A DANGEROUS driver who killed a mum-of-eight and a young man in a horror crash on the M25 has been jailed for 18 years.
Barancan Nurcin’s white Citroen Dispatch van crashed into three other vehicles on the motorway on Sunday, February 4: a silver DFSK 580 Glory, a silver Skoda Superb and a black Peugeot 5008.
Two people were killed in the smash, which occurred between junctions 22 and 21A.
They were Zoe Hawes, 39, from Canvey, and Fahad Dek, 23, from Enfield.
Mrs Hawes, a mother to eight children and step-children, was travelling with her husband Wayne to go on holiday for her 40th birthday when the tragic incident occurred.
Mr Dek was a passenger in Nurcin’s van.
Nurcin last appeared in court on March 26 where he admitted two counts of causing death by dangerous driving and four counts of causing serious injury by dangerous driving.
He also admitted he had been driving without a licence or insurance.
The 22-year-old appeared at St Albans Crown Court today where he has been sentenced to 18 years for each of the two counts of causing death by dangerous driving, which will run concurrently.
Smaller sentences for other offences will also run concurrently.
Mrs Hawes's daughter wrote in a statement of the moment she learned her mother had died: "I remember screaming and falling to the floor."
"You have no idea how much pain you have caused me, my family and everyone who I love," she wrote to Nurcin.
"I will never forgive you for what you have done to our family. You can never do long enough in prison."
Wayne Hawes described, in a video statement recorded from his hospital bed, waking up with injuries to his neck, hip, ribs and legs. He suffered a bleed on the brain has also been left with no vision in one eye.
He was in an induced coma for weeks and was lucky to survive, the prosecutor said.
His sister described how, when he regained conscious, he wrote a Z on a pad, asking after the "love of his life".

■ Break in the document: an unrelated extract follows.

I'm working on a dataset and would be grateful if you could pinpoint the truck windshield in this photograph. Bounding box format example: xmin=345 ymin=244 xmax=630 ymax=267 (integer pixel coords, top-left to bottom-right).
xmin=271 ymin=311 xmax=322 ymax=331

"All I could do was shake my head," she wrote in a statement. "He couldn't make a sound."
Tears began to roll down Mr Hawes's face, she said, adding: "I knew I had broken his heart."
Nurcin, in a black shirt and black trousers, showed no emotion as his sentenced was given.
He will serve “up to two-thirds” of his sentence in custody and the rest on licence.
Mitigating, defence barrister Edward McKiernan said if his client was a "cowardly, conniving person", he would have dragged the case out rather than pleading guilty. He told the court Nurcin is a young and inexperienced man who himself suffered a potentially life-changing injury to his pelvis.